Of course he did. Did she want him to say it? Right here in the dark, is that what she

wanted? She’d worn a denim skirt with nothing underneath, and he spread her legs, put his

mouth on her and . . . “I licked you.”

This time, her breath sounded unsteady. Maybe she was just as gone as he was.

That thought was enough to make him lose the battle not to touch himself again. His back

bowed with the next secret, silent swipe of his palm against his swollen dick.

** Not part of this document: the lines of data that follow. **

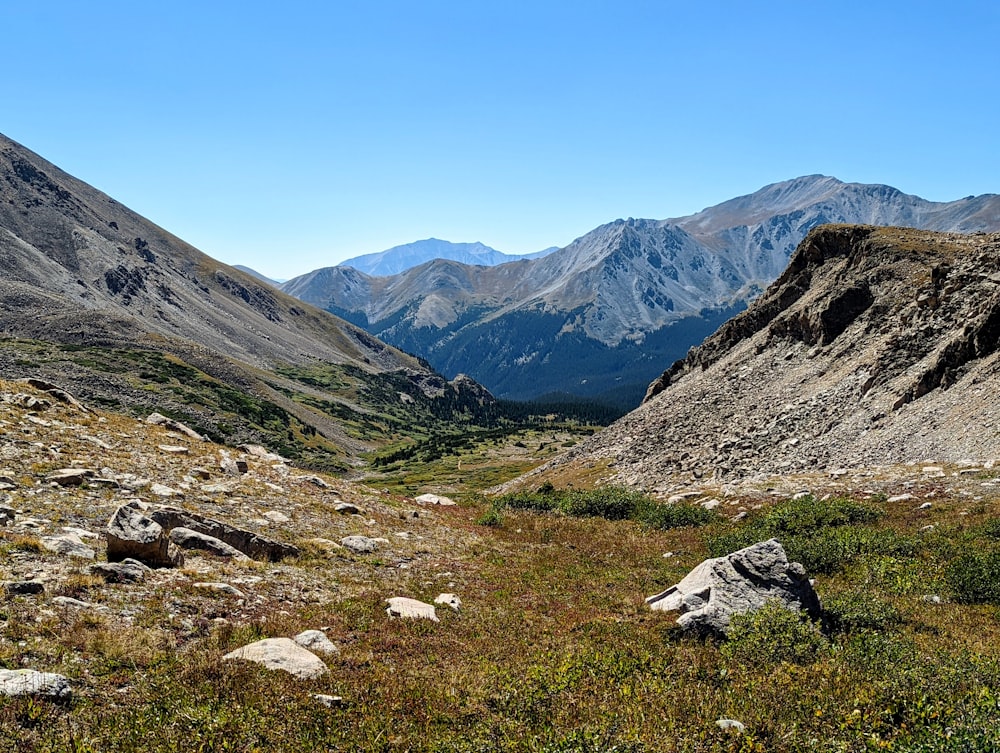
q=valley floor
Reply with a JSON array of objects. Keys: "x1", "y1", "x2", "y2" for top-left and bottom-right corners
[{"x1": 0, "y1": 382, "x2": 1000, "y2": 753}]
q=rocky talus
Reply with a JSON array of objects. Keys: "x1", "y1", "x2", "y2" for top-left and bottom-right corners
[{"x1": 508, "y1": 225, "x2": 1000, "y2": 491}]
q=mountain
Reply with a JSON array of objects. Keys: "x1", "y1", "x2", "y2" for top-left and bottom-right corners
[
  {"x1": 0, "y1": 136, "x2": 500, "y2": 466},
  {"x1": 233, "y1": 264, "x2": 285, "y2": 287},
  {"x1": 282, "y1": 175, "x2": 1000, "y2": 408},
  {"x1": 340, "y1": 238, "x2": 556, "y2": 277},
  {"x1": 504, "y1": 225, "x2": 1000, "y2": 492}
]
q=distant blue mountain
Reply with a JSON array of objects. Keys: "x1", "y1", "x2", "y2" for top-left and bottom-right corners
[{"x1": 337, "y1": 238, "x2": 558, "y2": 277}]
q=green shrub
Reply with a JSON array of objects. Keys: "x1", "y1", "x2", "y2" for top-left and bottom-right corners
[
  {"x1": 635, "y1": 501, "x2": 721, "y2": 530},
  {"x1": 722, "y1": 602, "x2": 829, "y2": 666},
  {"x1": 945, "y1": 549, "x2": 1000, "y2": 604},
  {"x1": 824, "y1": 591, "x2": 903, "y2": 633}
]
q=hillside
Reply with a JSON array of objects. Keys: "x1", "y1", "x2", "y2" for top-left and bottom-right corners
[
  {"x1": 0, "y1": 132, "x2": 504, "y2": 467},
  {"x1": 508, "y1": 226, "x2": 1000, "y2": 493},
  {"x1": 282, "y1": 176, "x2": 1000, "y2": 407}
]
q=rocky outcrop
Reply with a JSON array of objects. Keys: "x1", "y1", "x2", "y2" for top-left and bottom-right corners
[
  {"x1": 519, "y1": 226, "x2": 1000, "y2": 493},
  {"x1": 105, "y1": 503, "x2": 184, "y2": 567},
  {"x1": 222, "y1": 638, "x2": 329, "y2": 680},
  {"x1": 646, "y1": 539, "x2": 822, "y2": 635}
]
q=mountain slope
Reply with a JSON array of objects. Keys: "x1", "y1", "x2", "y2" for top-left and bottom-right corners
[
  {"x1": 0, "y1": 132, "x2": 496, "y2": 462},
  {"x1": 282, "y1": 175, "x2": 1000, "y2": 407},
  {"x1": 508, "y1": 226, "x2": 1000, "y2": 491},
  {"x1": 339, "y1": 238, "x2": 556, "y2": 277}
]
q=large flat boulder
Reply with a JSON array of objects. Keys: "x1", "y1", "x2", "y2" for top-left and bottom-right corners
[
  {"x1": 646, "y1": 539, "x2": 821, "y2": 635},
  {"x1": 104, "y1": 504, "x2": 184, "y2": 567}
]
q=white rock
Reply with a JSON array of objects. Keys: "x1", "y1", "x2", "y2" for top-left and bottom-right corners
[
  {"x1": 434, "y1": 594, "x2": 462, "y2": 612},
  {"x1": 385, "y1": 596, "x2": 440, "y2": 622},
  {"x1": 222, "y1": 638, "x2": 329, "y2": 680},
  {"x1": 416, "y1": 494, "x2": 457, "y2": 507}
]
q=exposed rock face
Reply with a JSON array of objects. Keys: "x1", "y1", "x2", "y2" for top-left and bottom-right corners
[
  {"x1": 105, "y1": 504, "x2": 184, "y2": 567},
  {"x1": 0, "y1": 669, "x2": 73, "y2": 701},
  {"x1": 646, "y1": 539, "x2": 821, "y2": 634},
  {"x1": 222, "y1": 638, "x2": 328, "y2": 680},
  {"x1": 283, "y1": 175, "x2": 1000, "y2": 403},
  {"x1": 512, "y1": 226, "x2": 1000, "y2": 491}
]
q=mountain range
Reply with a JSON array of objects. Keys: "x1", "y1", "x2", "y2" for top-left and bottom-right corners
[
  {"x1": 338, "y1": 238, "x2": 557, "y2": 277},
  {"x1": 0, "y1": 136, "x2": 500, "y2": 467},
  {"x1": 282, "y1": 175, "x2": 1000, "y2": 408},
  {"x1": 518, "y1": 225, "x2": 1000, "y2": 493}
]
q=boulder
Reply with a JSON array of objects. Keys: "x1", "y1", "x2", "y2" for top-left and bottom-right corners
[
  {"x1": 385, "y1": 596, "x2": 440, "y2": 622},
  {"x1": 105, "y1": 504, "x2": 184, "y2": 567},
  {"x1": 646, "y1": 539, "x2": 821, "y2": 635},
  {"x1": 294, "y1": 630, "x2": 340, "y2": 654},
  {"x1": 90, "y1": 559, "x2": 149, "y2": 583},
  {"x1": 222, "y1": 638, "x2": 327, "y2": 680},
  {"x1": 41, "y1": 533, "x2": 96, "y2": 560},
  {"x1": 170, "y1": 526, "x2": 250, "y2": 560},
  {"x1": 0, "y1": 669, "x2": 73, "y2": 701}
]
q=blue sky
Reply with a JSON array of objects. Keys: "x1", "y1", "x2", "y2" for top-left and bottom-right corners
[{"x1": 0, "y1": 0, "x2": 1000, "y2": 277}]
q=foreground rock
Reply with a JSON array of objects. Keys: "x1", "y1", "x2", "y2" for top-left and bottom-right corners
[
  {"x1": 222, "y1": 638, "x2": 328, "y2": 680},
  {"x1": 0, "y1": 669, "x2": 73, "y2": 701},
  {"x1": 646, "y1": 539, "x2": 821, "y2": 635},
  {"x1": 105, "y1": 504, "x2": 184, "y2": 567}
]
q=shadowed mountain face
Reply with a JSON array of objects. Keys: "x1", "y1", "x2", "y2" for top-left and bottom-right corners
[
  {"x1": 508, "y1": 225, "x2": 1000, "y2": 491},
  {"x1": 0, "y1": 136, "x2": 488, "y2": 468},
  {"x1": 282, "y1": 176, "x2": 1000, "y2": 405}
]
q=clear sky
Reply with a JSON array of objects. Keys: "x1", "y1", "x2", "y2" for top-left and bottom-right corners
[{"x1": 0, "y1": 0, "x2": 1000, "y2": 278}]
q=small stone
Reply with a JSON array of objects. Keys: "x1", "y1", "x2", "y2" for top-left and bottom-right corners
[
  {"x1": 340, "y1": 536, "x2": 378, "y2": 554},
  {"x1": 333, "y1": 502, "x2": 364, "y2": 515},
  {"x1": 0, "y1": 669, "x2": 73, "y2": 701},
  {"x1": 434, "y1": 594, "x2": 462, "y2": 612},
  {"x1": 294, "y1": 630, "x2": 340, "y2": 654},
  {"x1": 41, "y1": 534, "x2": 96, "y2": 560},
  {"x1": 194, "y1": 583, "x2": 247, "y2": 599},
  {"x1": 45, "y1": 468, "x2": 97, "y2": 486},
  {"x1": 149, "y1": 483, "x2": 182, "y2": 497},
  {"x1": 715, "y1": 719, "x2": 746, "y2": 732},
  {"x1": 385, "y1": 596, "x2": 440, "y2": 622},
  {"x1": 312, "y1": 693, "x2": 344, "y2": 709},
  {"x1": 416, "y1": 494, "x2": 457, "y2": 507},
  {"x1": 0, "y1": 580, "x2": 45, "y2": 596},
  {"x1": 90, "y1": 559, "x2": 150, "y2": 583}
]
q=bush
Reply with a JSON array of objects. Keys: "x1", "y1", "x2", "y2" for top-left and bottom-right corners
[
  {"x1": 945, "y1": 549, "x2": 1000, "y2": 604},
  {"x1": 635, "y1": 501, "x2": 721, "y2": 530},
  {"x1": 722, "y1": 602, "x2": 829, "y2": 666},
  {"x1": 823, "y1": 591, "x2": 903, "y2": 633}
]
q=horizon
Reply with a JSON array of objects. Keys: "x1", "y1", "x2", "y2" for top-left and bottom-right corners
[{"x1": 0, "y1": 0, "x2": 1000, "y2": 278}]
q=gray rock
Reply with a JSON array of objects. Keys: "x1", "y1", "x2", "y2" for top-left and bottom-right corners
[
  {"x1": 41, "y1": 533, "x2": 96, "y2": 560},
  {"x1": 416, "y1": 494, "x2": 456, "y2": 507},
  {"x1": 90, "y1": 559, "x2": 149, "y2": 583},
  {"x1": 646, "y1": 539, "x2": 821, "y2": 635},
  {"x1": 0, "y1": 580, "x2": 45, "y2": 596},
  {"x1": 340, "y1": 536, "x2": 378, "y2": 554},
  {"x1": 222, "y1": 638, "x2": 328, "y2": 680},
  {"x1": 385, "y1": 596, "x2": 440, "y2": 622},
  {"x1": 194, "y1": 583, "x2": 247, "y2": 599},
  {"x1": 170, "y1": 526, "x2": 250, "y2": 560},
  {"x1": 0, "y1": 669, "x2": 73, "y2": 701},
  {"x1": 146, "y1": 413, "x2": 206, "y2": 442},
  {"x1": 45, "y1": 468, "x2": 97, "y2": 486},
  {"x1": 105, "y1": 503, "x2": 184, "y2": 567},
  {"x1": 294, "y1": 630, "x2": 340, "y2": 654},
  {"x1": 149, "y1": 506, "x2": 300, "y2": 562}
]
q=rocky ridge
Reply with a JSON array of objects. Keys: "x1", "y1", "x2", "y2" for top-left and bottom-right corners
[
  {"x1": 508, "y1": 226, "x2": 1000, "y2": 494},
  {"x1": 282, "y1": 175, "x2": 1000, "y2": 407}
]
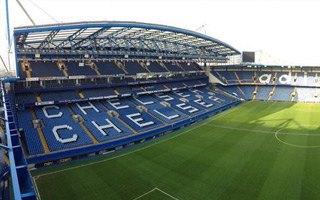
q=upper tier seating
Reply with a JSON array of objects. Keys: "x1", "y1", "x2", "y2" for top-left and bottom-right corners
[
  {"x1": 95, "y1": 61, "x2": 125, "y2": 75},
  {"x1": 164, "y1": 62, "x2": 184, "y2": 72},
  {"x1": 29, "y1": 61, "x2": 63, "y2": 77},
  {"x1": 64, "y1": 61, "x2": 97, "y2": 76},
  {"x1": 122, "y1": 61, "x2": 148, "y2": 74},
  {"x1": 146, "y1": 62, "x2": 168, "y2": 72}
]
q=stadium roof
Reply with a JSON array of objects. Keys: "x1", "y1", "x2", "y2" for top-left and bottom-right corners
[{"x1": 14, "y1": 21, "x2": 240, "y2": 60}]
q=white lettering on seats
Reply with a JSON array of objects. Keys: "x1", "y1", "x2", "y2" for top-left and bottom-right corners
[
  {"x1": 52, "y1": 125, "x2": 78, "y2": 144},
  {"x1": 208, "y1": 96, "x2": 224, "y2": 103},
  {"x1": 176, "y1": 92, "x2": 190, "y2": 98},
  {"x1": 153, "y1": 110, "x2": 179, "y2": 120},
  {"x1": 259, "y1": 74, "x2": 272, "y2": 84},
  {"x1": 126, "y1": 113, "x2": 154, "y2": 127},
  {"x1": 108, "y1": 99, "x2": 129, "y2": 110},
  {"x1": 76, "y1": 102, "x2": 100, "y2": 115},
  {"x1": 42, "y1": 105, "x2": 62, "y2": 119},
  {"x1": 194, "y1": 99, "x2": 213, "y2": 108},
  {"x1": 91, "y1": 119, "x2": 122, "y2": 135},
  {"x1": 133, "y1": 97, "x2": 154, "y2": 105},
  {"x1": 279, "y1": 74, "x2": 291, "y2": 84},
  {"x1": 157, "y1": 95, "x2": 174, "y2": 101}
]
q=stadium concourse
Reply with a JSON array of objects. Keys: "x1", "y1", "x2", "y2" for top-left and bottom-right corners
[{"x1": 2, "y1": 22, "x2": 240, "y2": 199}]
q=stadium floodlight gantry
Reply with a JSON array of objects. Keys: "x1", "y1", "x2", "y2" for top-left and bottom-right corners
[
  {"x1": 2, "y1": 21, "x2": 240, "y2": 199},
  {"x1": 14, "y1": 21, "x2": 240, "y2": 60}
]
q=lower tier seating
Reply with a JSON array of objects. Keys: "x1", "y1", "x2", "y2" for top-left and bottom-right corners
[{"x1": 17, "y1": 87, "x2": 237, "y2": 156}]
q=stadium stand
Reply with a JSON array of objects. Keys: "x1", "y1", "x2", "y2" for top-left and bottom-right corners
[{"x1": 0, "y1": 22, "x2": 242, "y2": 199}]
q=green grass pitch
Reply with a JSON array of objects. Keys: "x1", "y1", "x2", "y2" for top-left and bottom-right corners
[{"x1": 33, "y1": 102, "x2": 320, "y2": 200}]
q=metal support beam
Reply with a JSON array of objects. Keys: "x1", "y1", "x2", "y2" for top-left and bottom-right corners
[
  {"x1": 56, "y1": 28, "x2": 87, "y2": 49},
  {"x1": 16, "y1": 0, "x2": 36, "y2": 26},
  {"x1": 38, "y1": 30, "x2": 59, "y2": 49},
  {"x1": 71, "y1": 28, "x2": 110, "y2": 49}
]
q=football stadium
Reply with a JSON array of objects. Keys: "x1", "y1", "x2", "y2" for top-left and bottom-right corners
[{"x1": 0, "y1": 1, "x2": 320, "y2": 200}]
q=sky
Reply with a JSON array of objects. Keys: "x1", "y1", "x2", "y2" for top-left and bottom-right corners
[{"x1": 0, "y1": 0, "x2": 320, "y2": 71}]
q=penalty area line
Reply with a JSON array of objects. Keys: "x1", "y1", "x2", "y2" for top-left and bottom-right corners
[{"x1": 132, "y1": 187, "x2": 179, "y2": 200}]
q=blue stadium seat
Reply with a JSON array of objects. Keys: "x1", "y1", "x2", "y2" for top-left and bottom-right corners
[
  {"x1": 95, "y1": 61, "x2": 125, "y2": 75},
  {"x1": 17, "y1": 110, "x2": 44, "y2": 155},
  {"x1": 30, "y1": 61, "x2": 63, "y2": 77},
  {"x1": 35, "y1": 105, "x2": 93, "y2": 151},
  {"x1": 64, "y1": 61, "x2": 97, "y2": 76}
]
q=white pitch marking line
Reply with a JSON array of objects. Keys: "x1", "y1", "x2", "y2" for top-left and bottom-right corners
[
  {"x1": 206, "y1": 124, "x2": 320, "y2": 136},
  {"x1": 37, "y1": 121, "x2": 210, "y2": 177},
  {"x1": 155, "y1": 187, "x2": 179, "y2": 200},
  {"x1": 32, "y1": 177, "x2": 41, "y2": 200},
  {"x1": 133, "y1": 188, "x2": 157, "y2": 200},
  {"x1": 274, "y1": 129, "x2": 320, "y2": 149},
  {"x1": 133, "y1": 187, "x2": 179, "y2": 200},
  {"x1": 36, "y1": 103, "x2": 240, "y2": 178}
]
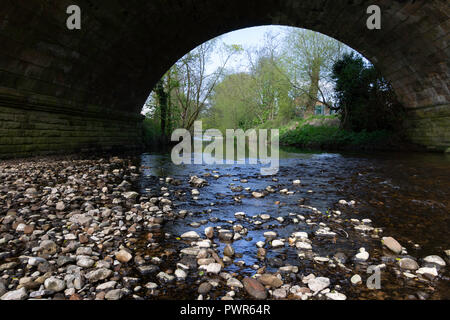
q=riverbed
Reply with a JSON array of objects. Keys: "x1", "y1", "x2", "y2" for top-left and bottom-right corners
[
  {"x1": 132, "y1": 149, "x2": 450, "y2": 299},
  {"x1": 0, "y1": 149, "x2": 450, "y2": 300}
]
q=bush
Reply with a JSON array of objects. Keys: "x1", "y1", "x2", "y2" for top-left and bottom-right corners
[
  {"x1": 280, "y1": 125, "x2": 392, "y2": 149},
  {"x1": 332, "y1": 53, "x2": 404, "y2": 132}
]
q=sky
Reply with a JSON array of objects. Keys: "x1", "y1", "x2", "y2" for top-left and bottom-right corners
[
  {"x1": 142, "y1": 25, "x2": 360, "y2": 114},
  {"x1": 207, "y1": 26, "x2": 289, "y2": 73},
  {"x1": 142, "y1": 26, "x2": 289, "y2": 114}
]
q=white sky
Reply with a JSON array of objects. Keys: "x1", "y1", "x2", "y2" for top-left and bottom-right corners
[
  {"x1": 142, "y1": 25, "x2": 362, "y2": 114},
  {"x1": 207, "y1": 26, "x2": 289, "y2": 73}
]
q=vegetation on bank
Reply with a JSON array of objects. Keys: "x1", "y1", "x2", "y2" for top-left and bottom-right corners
[
  {"x1": 144, "y1": 29, "x2": 404, "y2": 150},
  {"x1": 280, "y1": 124, "x2": 393, "y2": 150}
]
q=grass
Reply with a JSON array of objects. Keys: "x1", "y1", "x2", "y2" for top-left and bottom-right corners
[{"x1": 280, "y1": 124, "x2": 392, "y2": 149}]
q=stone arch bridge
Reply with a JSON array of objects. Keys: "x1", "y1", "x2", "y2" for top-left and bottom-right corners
[{"x1": 0, "y1": 0, "x2": 450, "y2": 157}]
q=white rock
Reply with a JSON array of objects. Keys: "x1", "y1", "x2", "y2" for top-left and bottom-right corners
[
  {"x1": 355, "y1": 248, "x2": 369, "y2": 261},
  {"x1": 308, "y1": 277, "x2": 330, "y2": 292},
  {"x1": 175, "y1": 269, "x2": 187, "y2": 279},
  {"x1": 350, "y1": 274, "x2": 362, "y2": 285},
  {"x1": 234, "y1": 212, "x2": 245, "y2": 218},
  {"x1": 264, "y1": 231, "x2": 277, "y2": 238},
  {"x1": 256, "y1": 241, "x2": 265, "y2": 248},
  {"x1": 227, "y1": 278, "x2": 244, "y2": 288},
  {"x1": 291, "y1": 232, "x2": 308, "y2": 240},
  {"x1": 272, "y1": 240, "x2": 284, "y2": 248},
  {"x1": 0, "y1": 288, "x2": 28, "y2": 300},
  {"x1": 272, "y1": 288, "x2": 287, "y2": 299},
  {"x1": 423, "y1": 255, "x2": 446, "y2": 267},
  {"x1": 295, "y1": 241, "x2": 312, "y2": 250},
  {"x1": 199, "y1": 263, "x2": 222, "y2": 274},
  {"x1": 95, "y1": 281, "x2": 117, "y2": 291},
  {"x1": 325, "y1": 292, "x2": 347, "y2": 300},
  {"x1": 416, "y1": 267, "x2": 438, "y2": 277},
  {"x1": 181, "y1": 231, "x2": 200, "y2": 239},
  {"x1": 44, "y1": 277, "x2": 66, "y2": 292}
]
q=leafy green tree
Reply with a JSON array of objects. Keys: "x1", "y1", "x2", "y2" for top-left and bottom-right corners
[
  {"x1": 332, "y1": 53, "x2": 404, "y2": 132},
  {"x1": 282, "y1": 28, "x2": 350, "y2": 117}
]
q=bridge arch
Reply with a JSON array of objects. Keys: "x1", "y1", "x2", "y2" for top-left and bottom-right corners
[{"x1": 0, "y1": 0, "x2": 450, "y2": 156}]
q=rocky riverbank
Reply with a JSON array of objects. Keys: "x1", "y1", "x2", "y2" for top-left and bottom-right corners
[{"x1": 0, "y1": 157, "x2": 450, "y2": 300}]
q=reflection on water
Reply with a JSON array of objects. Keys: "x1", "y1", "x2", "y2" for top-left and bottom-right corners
[{"x1": 140, "y1": 148, "x2": 450, "y2": 298}]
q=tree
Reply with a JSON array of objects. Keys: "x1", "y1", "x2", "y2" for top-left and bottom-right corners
[
  {"x1": 282, "y1": 29, "x2": 349, "y2": 116},
  {"x1": 173, "y1": 38, "x2": 240, "y2": 130},
  {"x1": 332, "y1": 53, "x2": 404, "y2": 131}
]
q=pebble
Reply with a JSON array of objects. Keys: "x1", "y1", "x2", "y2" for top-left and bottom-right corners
[
  {"x1": 308, "y1": 277, "x2": 330, "y2": 292},
  {"x1": 423, "y1": 255, "x2": 446, "y2": 267},
  {"x1": 115, "y1": 250, "x2": 133, "y2": 263},
  {"x1": 44, "y1": 277, "x2": 66, "y2": 292},
  {"x1": 181, "y1": 231, "x2": 200, "y2": 239},
  {"x1": 381, "y1": 237, "x2": 402, "y2": 254},
  {"x1": 350, "y1": 274, "x2": 362, "y2": 285},
  {"x1": 242, "y1": 277, "x2": 267, "y2": 300},
  {"x1": 398, "y1": 258, "x2": 419, "y2": 270},
  {"x1": 0, "y1": 288, "x2": 28, "y2": 300}
]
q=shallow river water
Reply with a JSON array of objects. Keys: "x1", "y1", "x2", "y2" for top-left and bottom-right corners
[{"x1": 131, "y1": 150, "x2": 450, "y2": 299}]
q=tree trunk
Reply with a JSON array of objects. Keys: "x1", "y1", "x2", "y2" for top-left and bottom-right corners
[
  {"x1": 304, "y1": 65, "x2": 320, "y2": 118},
  {"x1": 156, "y1": 80, "x2": 168, "y2": 141}
]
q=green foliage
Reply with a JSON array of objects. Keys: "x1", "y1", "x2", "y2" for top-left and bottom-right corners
[
  {"x1": 142, "y1": 118, "x2": 163, "y2": 147},
  {"x1": 332, "y1": 53, "x2": 404, "y2": 131},
  {"x1": 280, "y1": 125, "x2": 392, "y2": 149}
]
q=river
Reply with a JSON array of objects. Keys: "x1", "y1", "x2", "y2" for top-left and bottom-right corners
[{"x1": 131, "y1": 149, "x2": 450, "y2": 299}]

“Yes, you did.” She sighed ever so slightly, but he still saw nothing but blackness and his

fertile, full-color imagination. “Right between the legs.”

One more time. Up. Down. Up. Around the head. Needing . . . tight . . . flesh.

She was beautiful down there, delicious and responsive. He could see her glistening, taste

the moisture, feel the soft tuft of hair against his mouth. He wanted to be there right now. All

he had to do was turn, and touch, and taste.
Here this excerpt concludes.